Originally posted by allan2
Actually I would compare the world situation to a MULTIPLAYER game rather than a single-player one. I've never played multiplayer, but I assume there are no "levels" (since there is no AI), and from both what I've heard and what I'd imagine, the strategies are much more difficult since you deal with real human intelligence and cunning--which can be ruthless in the extreme, and totally unpredictable.

Since the world powers are led by humans (well, you know what I mean ;) ) rather than computers at this time, that accounts for why things don't generally happen the way they do in an average single-player civ game.

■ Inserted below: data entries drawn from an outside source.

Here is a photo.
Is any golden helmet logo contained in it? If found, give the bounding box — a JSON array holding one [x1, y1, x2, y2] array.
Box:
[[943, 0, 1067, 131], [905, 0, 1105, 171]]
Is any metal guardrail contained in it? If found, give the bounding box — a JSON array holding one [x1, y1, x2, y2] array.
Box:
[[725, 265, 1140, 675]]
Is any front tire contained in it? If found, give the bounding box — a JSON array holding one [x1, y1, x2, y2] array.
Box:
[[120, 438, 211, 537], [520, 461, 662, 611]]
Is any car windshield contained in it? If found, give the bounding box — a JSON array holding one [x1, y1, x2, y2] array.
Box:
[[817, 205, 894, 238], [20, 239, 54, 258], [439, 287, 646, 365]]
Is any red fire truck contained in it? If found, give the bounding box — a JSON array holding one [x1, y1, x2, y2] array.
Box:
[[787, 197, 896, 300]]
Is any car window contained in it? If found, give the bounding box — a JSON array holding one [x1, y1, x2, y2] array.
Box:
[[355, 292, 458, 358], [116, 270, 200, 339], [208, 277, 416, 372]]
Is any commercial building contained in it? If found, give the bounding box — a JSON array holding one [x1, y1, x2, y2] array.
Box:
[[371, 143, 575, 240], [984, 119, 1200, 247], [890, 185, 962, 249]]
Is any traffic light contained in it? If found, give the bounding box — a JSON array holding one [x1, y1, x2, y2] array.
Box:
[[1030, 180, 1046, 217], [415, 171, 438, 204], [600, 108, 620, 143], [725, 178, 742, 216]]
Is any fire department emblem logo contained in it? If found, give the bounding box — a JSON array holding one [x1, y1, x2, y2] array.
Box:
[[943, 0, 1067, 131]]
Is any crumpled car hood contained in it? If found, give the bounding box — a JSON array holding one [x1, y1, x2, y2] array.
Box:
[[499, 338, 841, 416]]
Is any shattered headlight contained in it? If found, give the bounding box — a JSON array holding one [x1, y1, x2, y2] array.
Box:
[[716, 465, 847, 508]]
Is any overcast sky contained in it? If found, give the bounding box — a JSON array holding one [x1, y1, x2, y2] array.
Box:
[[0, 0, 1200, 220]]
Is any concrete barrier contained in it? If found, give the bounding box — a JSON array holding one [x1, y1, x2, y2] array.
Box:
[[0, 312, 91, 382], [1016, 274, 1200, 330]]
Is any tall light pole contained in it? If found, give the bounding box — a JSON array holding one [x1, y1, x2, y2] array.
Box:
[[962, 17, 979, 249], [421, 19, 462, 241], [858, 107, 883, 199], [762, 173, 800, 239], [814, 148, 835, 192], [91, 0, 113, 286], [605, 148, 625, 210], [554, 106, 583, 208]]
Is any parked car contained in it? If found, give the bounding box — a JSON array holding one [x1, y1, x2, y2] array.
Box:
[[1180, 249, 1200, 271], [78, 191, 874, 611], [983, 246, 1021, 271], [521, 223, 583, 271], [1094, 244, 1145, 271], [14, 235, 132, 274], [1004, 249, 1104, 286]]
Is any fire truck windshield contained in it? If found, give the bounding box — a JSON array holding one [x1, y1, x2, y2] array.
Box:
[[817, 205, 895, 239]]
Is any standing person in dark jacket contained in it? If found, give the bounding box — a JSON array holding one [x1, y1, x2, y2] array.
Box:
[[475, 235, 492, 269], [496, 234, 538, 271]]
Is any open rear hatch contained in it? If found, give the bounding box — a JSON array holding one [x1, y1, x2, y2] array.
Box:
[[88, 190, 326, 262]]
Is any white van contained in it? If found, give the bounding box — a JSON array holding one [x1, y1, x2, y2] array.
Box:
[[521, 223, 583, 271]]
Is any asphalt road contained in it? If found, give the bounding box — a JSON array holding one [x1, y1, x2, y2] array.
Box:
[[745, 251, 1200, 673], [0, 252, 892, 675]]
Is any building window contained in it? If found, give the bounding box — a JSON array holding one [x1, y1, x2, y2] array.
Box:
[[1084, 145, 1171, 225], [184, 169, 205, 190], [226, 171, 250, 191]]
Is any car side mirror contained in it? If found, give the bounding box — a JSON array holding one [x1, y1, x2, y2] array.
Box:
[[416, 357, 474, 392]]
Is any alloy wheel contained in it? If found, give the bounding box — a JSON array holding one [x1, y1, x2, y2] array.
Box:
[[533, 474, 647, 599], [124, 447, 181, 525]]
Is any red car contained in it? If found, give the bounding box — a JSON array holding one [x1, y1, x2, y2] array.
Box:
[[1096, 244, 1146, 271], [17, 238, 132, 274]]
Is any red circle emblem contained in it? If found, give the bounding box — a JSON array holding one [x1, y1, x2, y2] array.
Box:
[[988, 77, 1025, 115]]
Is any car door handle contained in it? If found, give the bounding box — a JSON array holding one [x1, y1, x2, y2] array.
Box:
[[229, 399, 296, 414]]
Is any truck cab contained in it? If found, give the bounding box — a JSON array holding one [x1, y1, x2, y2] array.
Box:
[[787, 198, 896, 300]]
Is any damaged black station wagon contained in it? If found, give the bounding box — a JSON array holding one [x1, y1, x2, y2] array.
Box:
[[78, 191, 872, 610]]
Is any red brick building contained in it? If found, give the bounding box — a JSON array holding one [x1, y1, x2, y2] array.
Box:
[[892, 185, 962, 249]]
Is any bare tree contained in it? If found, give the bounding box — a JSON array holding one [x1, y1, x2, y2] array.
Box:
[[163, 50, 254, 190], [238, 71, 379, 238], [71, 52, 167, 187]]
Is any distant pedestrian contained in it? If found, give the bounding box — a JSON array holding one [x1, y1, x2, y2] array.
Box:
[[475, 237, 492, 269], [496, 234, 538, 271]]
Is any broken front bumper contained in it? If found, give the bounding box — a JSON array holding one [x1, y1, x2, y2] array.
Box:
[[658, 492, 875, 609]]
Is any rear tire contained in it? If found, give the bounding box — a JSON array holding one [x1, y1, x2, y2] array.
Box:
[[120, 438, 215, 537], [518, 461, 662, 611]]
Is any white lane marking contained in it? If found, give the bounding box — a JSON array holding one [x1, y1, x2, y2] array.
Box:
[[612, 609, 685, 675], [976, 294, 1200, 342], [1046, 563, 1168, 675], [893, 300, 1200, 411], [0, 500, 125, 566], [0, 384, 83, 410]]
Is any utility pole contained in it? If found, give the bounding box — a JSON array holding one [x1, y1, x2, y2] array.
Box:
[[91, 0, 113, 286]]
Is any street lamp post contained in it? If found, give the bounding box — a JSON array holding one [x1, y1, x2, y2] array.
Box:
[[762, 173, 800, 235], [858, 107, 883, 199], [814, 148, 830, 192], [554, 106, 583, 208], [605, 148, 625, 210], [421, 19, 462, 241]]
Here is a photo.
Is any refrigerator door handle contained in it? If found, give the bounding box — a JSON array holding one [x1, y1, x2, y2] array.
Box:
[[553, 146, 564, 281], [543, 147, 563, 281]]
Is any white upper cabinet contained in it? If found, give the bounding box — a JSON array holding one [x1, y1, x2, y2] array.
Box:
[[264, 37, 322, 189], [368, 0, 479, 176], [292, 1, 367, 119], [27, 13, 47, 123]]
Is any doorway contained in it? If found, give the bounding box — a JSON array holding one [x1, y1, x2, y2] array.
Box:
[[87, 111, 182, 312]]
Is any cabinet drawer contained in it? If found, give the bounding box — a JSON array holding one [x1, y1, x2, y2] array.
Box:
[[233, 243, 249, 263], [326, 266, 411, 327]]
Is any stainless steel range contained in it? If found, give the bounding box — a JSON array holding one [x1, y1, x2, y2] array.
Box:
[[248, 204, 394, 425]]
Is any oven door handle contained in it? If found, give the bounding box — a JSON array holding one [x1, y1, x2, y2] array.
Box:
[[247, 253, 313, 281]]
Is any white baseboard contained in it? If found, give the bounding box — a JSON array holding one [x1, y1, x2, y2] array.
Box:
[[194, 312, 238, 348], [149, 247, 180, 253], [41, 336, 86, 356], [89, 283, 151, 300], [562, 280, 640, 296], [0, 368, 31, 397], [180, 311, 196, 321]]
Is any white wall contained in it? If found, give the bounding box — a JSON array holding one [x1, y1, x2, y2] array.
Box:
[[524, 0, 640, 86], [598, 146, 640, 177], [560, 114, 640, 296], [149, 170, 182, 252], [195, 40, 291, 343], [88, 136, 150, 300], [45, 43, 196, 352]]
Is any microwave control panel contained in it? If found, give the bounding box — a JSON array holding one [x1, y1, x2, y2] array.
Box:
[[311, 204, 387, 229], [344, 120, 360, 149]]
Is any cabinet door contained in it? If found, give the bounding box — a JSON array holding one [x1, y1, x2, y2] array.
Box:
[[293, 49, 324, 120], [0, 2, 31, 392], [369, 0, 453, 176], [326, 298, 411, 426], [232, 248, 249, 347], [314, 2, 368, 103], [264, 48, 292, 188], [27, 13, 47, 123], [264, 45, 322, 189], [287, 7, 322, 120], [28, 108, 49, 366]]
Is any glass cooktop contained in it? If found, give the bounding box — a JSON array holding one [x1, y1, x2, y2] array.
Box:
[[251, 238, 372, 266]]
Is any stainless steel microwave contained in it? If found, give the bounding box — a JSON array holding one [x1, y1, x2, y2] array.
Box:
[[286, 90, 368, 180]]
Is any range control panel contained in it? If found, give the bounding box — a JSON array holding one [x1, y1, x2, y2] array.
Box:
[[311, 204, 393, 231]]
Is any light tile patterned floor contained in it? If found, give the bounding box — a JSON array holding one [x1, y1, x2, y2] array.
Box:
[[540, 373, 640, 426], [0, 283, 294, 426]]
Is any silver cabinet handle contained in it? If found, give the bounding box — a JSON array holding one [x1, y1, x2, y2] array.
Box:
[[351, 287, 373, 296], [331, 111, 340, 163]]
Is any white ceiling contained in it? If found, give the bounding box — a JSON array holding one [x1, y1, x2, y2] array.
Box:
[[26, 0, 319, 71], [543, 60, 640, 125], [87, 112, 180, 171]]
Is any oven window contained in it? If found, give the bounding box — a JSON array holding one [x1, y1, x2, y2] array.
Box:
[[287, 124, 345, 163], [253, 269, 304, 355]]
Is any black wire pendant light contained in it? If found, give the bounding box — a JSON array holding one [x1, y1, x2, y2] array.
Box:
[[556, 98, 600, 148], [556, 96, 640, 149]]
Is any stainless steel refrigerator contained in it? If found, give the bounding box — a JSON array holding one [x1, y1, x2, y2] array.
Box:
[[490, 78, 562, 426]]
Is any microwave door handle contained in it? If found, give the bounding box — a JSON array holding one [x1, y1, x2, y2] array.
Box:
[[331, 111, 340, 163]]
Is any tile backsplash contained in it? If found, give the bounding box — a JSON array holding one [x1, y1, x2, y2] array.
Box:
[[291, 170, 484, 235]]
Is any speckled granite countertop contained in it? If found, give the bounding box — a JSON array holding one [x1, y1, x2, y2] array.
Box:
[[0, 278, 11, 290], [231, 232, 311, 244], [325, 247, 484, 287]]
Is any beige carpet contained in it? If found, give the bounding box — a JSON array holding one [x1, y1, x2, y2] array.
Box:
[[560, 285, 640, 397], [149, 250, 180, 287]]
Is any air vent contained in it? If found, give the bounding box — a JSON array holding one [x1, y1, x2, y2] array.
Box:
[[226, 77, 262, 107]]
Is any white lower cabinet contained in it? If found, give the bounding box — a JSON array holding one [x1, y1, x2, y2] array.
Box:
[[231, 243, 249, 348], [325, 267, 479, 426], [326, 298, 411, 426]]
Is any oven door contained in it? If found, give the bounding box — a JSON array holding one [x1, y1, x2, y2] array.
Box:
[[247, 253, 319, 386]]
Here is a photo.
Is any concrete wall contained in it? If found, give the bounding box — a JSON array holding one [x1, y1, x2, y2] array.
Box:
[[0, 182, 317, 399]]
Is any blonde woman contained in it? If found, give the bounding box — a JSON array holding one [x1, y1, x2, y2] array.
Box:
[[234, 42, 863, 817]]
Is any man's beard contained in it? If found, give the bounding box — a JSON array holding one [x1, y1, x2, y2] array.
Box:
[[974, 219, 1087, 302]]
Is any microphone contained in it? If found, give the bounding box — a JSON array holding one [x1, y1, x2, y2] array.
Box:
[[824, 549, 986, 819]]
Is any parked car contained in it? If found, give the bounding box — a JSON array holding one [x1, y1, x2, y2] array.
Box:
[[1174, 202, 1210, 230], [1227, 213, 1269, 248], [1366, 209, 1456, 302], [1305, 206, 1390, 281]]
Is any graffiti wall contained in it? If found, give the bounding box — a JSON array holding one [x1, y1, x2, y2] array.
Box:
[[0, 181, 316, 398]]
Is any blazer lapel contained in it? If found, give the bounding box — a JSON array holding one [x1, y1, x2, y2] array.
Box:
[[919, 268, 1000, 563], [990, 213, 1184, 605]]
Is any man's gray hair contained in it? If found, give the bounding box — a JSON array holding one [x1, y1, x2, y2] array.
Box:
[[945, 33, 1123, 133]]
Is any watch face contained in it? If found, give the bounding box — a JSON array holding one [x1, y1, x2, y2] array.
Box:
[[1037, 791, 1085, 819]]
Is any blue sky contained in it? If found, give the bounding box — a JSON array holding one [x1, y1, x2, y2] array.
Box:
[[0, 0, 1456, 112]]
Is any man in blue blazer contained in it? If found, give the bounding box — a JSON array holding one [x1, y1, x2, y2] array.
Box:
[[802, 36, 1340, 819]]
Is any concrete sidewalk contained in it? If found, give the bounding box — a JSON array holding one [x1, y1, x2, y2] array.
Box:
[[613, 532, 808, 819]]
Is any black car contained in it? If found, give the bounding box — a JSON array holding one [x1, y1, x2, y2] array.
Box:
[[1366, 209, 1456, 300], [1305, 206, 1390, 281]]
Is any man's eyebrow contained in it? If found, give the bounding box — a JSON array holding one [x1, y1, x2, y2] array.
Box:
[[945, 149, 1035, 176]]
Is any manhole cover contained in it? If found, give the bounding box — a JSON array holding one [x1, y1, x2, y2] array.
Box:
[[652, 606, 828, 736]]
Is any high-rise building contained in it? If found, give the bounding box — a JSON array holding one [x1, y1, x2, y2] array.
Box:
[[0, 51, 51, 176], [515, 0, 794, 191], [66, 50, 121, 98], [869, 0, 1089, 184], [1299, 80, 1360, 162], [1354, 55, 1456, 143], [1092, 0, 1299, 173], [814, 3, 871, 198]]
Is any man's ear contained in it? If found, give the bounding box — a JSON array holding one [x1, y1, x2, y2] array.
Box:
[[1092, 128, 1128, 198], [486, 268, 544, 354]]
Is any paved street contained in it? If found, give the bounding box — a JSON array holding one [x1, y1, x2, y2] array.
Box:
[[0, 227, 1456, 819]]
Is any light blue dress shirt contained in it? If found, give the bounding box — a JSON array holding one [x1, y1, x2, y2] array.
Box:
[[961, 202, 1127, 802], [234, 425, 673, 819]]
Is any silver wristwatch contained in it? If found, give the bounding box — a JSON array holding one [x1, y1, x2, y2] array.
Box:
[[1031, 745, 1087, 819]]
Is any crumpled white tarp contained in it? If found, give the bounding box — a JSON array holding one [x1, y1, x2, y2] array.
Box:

So I'd vote "multiplayer" if that were an option.
Im pretty sure that there would be levels in a multiplayer game cause the level would determine things like happieness.
 
"Im pretty sure that there would be levels in a multiplayer game cause the level would determine things like happieness."

Hmmm... in terms of just the happiness issue then, I'd say that sometimes it can be chieftain (sheep easily lulled by propaganda, decadence, etc.) and sometimes Diety (people b*tch about the STUPIDEST things...). And both can happen just "playing" the US!

But my point about multiplayer was, that our leaders, being (somewhat ;) ) human, are not quite as predictable as a computer AI. And in a multiplayer game you will have relatively wise or cunning players, and ones who don't play as well. Same thing in the real world. Computer AIs can't simulate that near well enough. Hell even on Diety, the AI will still become "stupid" as the human player practices against it--because it can be so easily predicted!
 
Level = Artificial Idiot probably on an abacus mainframe.

Been going 6,000 years yet but not even launced one proper trireme (star ship) yet.
 
If the real world were a civ game, the Romans would never have been so dumb as to let the stupid barbarians conquer them. They would still be ruling the world and would have reached Alpha Centauri at around 1600 A.D., having left one pathetic little city from another empire around so that their game didn't have to end with a world conquest victory around 1000 A.D.